The Taliban Is Using the Doha Accord to Protect Al-Qaeda

This week, both the Senate Armed Services Committee (SASC) and the House Armed Services Committee (HASC) held hearings on the debacle in Afghanistan. The main witnesses were the three American generals who oversaw the chaotic withdrawal of American forces at the very end. Secretary of Defense Lloyd Austin, Chairman of the Joint Chiefs of Staff Gen. Mark Milley, and CENTCOM Commander Gen. Kenneth “Frank” McKenzie were all called to testify before the committees. I, too, was honored to testify before SASC on Thursday. You can read my written testimony here, if interested, and also watch a video of the session.

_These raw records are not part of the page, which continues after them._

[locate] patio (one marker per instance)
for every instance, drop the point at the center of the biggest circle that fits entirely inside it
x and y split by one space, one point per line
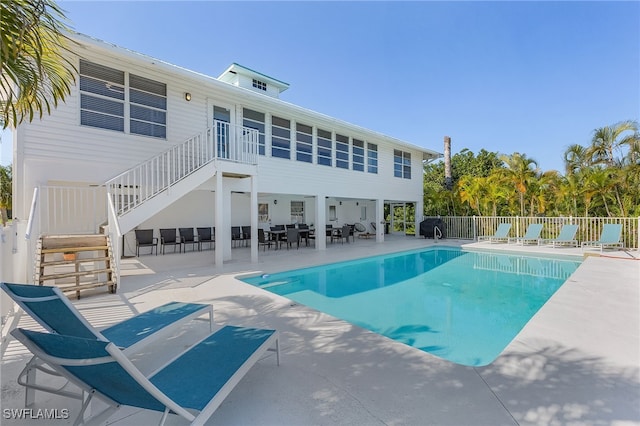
577 361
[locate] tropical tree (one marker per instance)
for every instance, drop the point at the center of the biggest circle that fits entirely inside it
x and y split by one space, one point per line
575 159
608 140
5 192
520 171
35 75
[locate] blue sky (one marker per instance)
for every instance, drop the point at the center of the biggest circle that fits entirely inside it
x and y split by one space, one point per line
529 77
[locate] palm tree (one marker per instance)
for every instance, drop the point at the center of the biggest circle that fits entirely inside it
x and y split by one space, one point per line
520 170
5 192
606 140
34 73
575 159
470 190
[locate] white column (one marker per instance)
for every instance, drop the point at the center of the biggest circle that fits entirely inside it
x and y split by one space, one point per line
418 216
254 219
321 222
221 236
380 224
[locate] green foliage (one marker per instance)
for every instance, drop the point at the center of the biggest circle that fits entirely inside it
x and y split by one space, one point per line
34 73
602 179
5 192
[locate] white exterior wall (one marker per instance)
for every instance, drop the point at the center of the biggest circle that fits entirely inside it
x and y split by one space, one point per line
57 149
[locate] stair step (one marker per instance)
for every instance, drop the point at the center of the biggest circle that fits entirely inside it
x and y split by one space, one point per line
74 274
81 273
73 249
71 262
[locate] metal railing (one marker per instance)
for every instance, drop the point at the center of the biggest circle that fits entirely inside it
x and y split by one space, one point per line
589 228
223 141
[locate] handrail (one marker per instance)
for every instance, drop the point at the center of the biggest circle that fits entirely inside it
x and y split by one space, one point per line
222 141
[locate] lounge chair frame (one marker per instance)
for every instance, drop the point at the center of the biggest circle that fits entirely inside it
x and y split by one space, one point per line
130 335
153 391
609 238
531 235
501 234
566 237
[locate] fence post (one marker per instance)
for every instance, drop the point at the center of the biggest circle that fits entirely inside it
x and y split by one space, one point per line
475 229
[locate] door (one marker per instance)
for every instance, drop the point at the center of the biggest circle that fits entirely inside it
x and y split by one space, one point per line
402 218
223 117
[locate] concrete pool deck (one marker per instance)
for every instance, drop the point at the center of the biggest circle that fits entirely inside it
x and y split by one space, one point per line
576 362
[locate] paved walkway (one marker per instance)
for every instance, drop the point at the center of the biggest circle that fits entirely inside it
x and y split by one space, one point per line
576 362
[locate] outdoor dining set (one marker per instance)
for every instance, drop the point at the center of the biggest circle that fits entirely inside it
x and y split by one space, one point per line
276 236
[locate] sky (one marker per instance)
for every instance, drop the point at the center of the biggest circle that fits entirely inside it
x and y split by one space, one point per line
508 76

There are many lines of questioning I could focus on in this Vital Interests newsletter, but I’ll stick to just one. Many of the representatives and senators were worried about America’s ability to conduct so-called “over the horizon” counterterrorism operations, which are principally missile strikes from outside the theater of operation. America no longer has a footprint inside Afghanistan, so any attempt to go after al-Qaeda or Islamic State (ISIS) figures will be from an “over the horizon” posture. 

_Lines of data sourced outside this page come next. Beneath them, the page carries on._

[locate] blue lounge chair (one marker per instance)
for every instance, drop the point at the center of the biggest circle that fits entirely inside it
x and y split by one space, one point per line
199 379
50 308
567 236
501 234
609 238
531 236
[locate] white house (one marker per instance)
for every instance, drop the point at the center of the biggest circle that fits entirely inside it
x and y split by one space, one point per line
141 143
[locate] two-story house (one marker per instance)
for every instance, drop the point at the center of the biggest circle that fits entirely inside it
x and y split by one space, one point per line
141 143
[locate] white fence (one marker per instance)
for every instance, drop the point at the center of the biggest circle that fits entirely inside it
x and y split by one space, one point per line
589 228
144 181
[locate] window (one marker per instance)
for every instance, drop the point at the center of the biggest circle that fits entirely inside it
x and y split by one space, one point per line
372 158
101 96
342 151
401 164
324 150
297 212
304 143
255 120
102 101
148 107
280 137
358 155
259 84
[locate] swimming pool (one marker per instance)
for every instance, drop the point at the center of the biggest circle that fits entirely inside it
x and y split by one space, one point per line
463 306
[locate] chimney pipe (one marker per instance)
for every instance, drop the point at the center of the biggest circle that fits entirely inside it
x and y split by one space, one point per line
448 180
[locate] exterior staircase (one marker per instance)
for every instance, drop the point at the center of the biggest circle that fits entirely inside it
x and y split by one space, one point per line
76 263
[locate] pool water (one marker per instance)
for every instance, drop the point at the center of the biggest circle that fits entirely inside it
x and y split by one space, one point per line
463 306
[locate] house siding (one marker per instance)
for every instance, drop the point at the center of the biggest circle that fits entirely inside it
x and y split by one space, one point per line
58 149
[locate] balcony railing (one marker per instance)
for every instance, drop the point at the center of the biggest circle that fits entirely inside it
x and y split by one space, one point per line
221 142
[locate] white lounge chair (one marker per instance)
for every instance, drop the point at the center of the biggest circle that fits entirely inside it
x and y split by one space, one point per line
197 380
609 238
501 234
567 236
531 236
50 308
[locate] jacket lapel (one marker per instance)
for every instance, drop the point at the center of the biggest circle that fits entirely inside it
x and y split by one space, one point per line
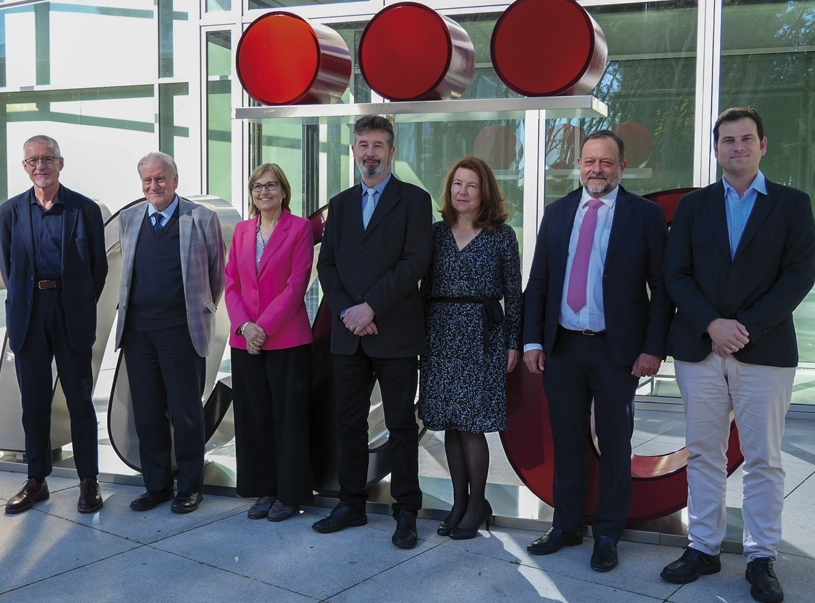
70 215
622 212
24 216
185 235
279 236
718 216
762 208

I agree with many of the concerns that were expressed. America’s ability to collect intelligence on he ground has been severely hampered, if not eliminated entirely. Quite frankly, it wasn’t that great to begin with, as al-Qaeda’s presence inside Afghanistan was consistently underestimated. 

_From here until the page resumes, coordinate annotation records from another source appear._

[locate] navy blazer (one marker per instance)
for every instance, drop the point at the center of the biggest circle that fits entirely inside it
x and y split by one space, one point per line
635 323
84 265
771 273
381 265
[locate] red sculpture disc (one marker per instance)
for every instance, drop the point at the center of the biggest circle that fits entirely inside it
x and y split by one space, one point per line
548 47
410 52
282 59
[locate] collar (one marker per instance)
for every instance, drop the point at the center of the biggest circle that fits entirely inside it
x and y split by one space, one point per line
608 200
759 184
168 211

Some claim that the U.S. can go after terrorists in Afghanistan just as it does in places such as Somalia, Syria, and Yemen. But Afghanistan is different. Unlike those three countries, it is landlocked. There aren’t nearby waterways to operate in. And the U.S. still hasn’t secured basing rights in any neighboring countries. Some of Afghanistan’s neighbors, such as Iran, are hostile to any American presence.